What It’s Like to Have Asthma: A Layman’s Experiment

716

Being a dad and husband in my late 40s, my walks on the wild side are mostly behind me, like overgrown trails. Let’s face it: It’s hard to flirt with danger and live a zestful, adventurous life when you’re parked in the pickup line at your children’s grade school. So I like to live vicariously through other people. What is it like to dive with great white sharks? I don’t have the means to do that, so I watch Shark Week. Is being a tall man different than being of below average height? I go to the playground and berate toddlers. Novel experiences like that can really enliven an otherwise drab afternoon.

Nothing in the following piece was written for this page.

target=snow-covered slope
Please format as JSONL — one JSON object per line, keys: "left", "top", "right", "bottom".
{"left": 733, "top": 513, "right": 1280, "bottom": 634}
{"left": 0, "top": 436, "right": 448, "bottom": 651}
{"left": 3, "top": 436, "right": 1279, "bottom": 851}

This morning I wondered what it would be like to have asthma. When I see characters on TV and in movies puff their inhalers, it always makes me ponder that affliction. The sensation of running out of air is a horrible feeling, and the moments when that occurs to me is while swimming underwater and all I do to stop the feeling is surface and breathe. It’s not that easy for an asthmatic to get relief – there’s no surface to reach and no limitless expanse of air just a stroke away.

I read somewhere that breathing through a straw for 45 seconds is a good way for people without asthma to see what it’s like to have an asthma attack. So after dropping off the kids this morning, I went to the corner deli, got a bagel and coffee, grabbed a straw, and sat down at a small table to have breakfast and conduct my asthma experiment.

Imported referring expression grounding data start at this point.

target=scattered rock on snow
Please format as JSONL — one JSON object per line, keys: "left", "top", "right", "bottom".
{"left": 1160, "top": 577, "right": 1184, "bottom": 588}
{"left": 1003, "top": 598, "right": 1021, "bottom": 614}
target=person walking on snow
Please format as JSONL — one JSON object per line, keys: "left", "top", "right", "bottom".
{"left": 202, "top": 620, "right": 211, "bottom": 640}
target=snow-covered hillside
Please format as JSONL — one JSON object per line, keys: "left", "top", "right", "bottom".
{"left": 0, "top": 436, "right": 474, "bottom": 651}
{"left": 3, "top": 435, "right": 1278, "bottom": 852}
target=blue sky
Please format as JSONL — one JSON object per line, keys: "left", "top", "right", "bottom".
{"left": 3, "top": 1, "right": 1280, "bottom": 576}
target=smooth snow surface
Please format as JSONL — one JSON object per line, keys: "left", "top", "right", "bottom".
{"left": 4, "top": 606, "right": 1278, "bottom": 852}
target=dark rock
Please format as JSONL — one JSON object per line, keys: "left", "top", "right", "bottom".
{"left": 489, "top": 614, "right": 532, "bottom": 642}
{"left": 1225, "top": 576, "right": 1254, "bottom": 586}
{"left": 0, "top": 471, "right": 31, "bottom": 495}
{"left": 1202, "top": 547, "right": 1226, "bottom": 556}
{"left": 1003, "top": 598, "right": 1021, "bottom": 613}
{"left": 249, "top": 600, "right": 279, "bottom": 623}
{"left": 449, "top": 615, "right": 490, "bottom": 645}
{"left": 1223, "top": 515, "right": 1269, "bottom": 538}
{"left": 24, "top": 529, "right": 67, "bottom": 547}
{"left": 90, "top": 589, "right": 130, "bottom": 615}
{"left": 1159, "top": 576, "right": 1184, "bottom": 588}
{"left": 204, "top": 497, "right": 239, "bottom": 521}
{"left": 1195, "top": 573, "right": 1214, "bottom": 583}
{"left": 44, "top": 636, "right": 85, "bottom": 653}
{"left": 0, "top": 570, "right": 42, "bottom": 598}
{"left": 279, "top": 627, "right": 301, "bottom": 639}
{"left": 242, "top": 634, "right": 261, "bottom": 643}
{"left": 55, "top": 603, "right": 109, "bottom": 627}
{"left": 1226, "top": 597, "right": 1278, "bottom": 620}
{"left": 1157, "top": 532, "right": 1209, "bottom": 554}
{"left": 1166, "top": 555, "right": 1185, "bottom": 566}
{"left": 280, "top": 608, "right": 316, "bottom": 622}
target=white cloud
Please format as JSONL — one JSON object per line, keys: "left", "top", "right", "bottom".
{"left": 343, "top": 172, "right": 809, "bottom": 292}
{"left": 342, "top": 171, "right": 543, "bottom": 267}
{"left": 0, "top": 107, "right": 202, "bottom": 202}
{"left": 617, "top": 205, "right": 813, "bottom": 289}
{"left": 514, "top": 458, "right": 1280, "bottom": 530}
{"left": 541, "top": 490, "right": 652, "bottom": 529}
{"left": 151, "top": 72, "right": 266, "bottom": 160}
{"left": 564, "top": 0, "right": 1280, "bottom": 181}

I pulled the straw from its paper casing, set the timer on my smart phone to 45 seconds, and started breathing through the straw. I felt a little self-conscious because the deli was busy. I was wearing a tie-dyed t-shirt and I think some people assumed I was doing some kind of airborne drug, but I stayed the course and breathed through the straw for the whole 45 seconds.

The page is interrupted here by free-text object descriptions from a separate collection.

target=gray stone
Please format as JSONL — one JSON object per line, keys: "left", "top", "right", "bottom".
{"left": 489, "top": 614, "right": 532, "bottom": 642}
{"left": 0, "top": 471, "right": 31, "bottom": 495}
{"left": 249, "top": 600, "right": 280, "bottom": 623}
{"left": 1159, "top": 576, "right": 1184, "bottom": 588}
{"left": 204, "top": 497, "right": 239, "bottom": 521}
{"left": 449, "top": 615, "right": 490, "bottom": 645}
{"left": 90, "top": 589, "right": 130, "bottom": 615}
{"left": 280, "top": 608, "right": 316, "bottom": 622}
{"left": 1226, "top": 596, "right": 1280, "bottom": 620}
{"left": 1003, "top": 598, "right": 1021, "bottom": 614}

Halfway through, I did start to feel light-headed since my brain was getting the bare minimum of oxygen. It was so little breath to work with and it was only 45 seconds. It would be horrible to experience this for every waking moment. I sat there with the straw in my mouth and shook my head at the thought.

A young woman at the table next to mine said, “Excuse me, is that a straw?”

I looked over and, through the straw, said, “Um, yeah?”

“Do you know that single-use plastic straws kill 10,000 sea turtles and 5,000 orphans a year?” She asked, slapping the straw from my mouth.

“I, uh…” I said, trying to pick up my straw on the floor and my breakfast at the same time. My timer clock was still going off and it’s a happy Calypso ringtone that fit neither the moment nor the deli. I backed away from the table with my stuff and shuffled towards the door. I told the young woman, “I’ll reuse it. I promise.”

In the parking lot, a policeman was beside my car, writing up a ticket. Apparently, I had parked in a handicapped parking space. I walked up to the officer with my breakfast and straw and told him that I did not realize it was a handicapped parking space. He handed me a ticket and the fine was $250 for illegal parking. Man, it is not fun to have asthma.